Citing the halting of live cattle exports to Indonesia in 2011, Deb believed Meat & Livestock Australia did not have a contingency plan for “something going horribly wrong” with the trade.
“I think it is incumbent upon our own industries to be prepared for catastrophes, but more than that, have had conversations — well before any catastrophe or negative press comes out — that develops understanding and relationships to help people weighing up a particularly upsetting piece of information.
“All farmers pay quite a lot of money to MLA and Australian Wool Innovation and it is incumbent on those organisations to stand up and speak for farmers in a positive way.”
She said different farmers were poor at uniting, rather than recognising they were “all in the game of agriculture, whether you are biodynamic, organic and plant by the light of the moon, or have a 260 horsepower fleet of engines that plant your crop”.

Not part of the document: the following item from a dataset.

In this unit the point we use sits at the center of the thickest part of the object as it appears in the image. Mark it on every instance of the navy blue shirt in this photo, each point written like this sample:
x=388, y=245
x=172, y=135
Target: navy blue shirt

“We are all in the same game and until we can unite ourselves, I don’t how we expect to unite ourselves in terms of engagement.”
What about the community?
Mr Harvey said the Community Trust in Rural Industries initiative aimed to engage the community and uncover the underlying values driving their attitudes and trust.
The initiative is a three-year partnership involving 11 Rural Research Development Corporations, the National Farmers’ Federation and the NSW Department of Primary Industries, and aims to drive collective capability to build, maintain and rebuild trust in line with the community’s evolving perceptions and values.
Mr Harvey said the results from the first stage of the research were released in July this year and indicated that, overall, Australia’s rural industries are trusted by the community.
The recent results from a collaborative research project carried out by the Voconiq (powered by CSIRO) identified that the community sees rural industries as stewards of the land and sea, using natural resources responsibly and sustainably.
“So, what about the community?
“Surely environmental stewardship is a shared responsibility? He asked.
“If so, how does the community play its part?
Mr Harvey said the research showed that 87 percent of participants indicated moderate or stronger levels of trust in our rural industries.
“Consequently, acceptance of rural industries in general was also shown to be strong and positive, indicating a solid platform on which we in the agriculture sector can build a deeper relationship with the Australian community.”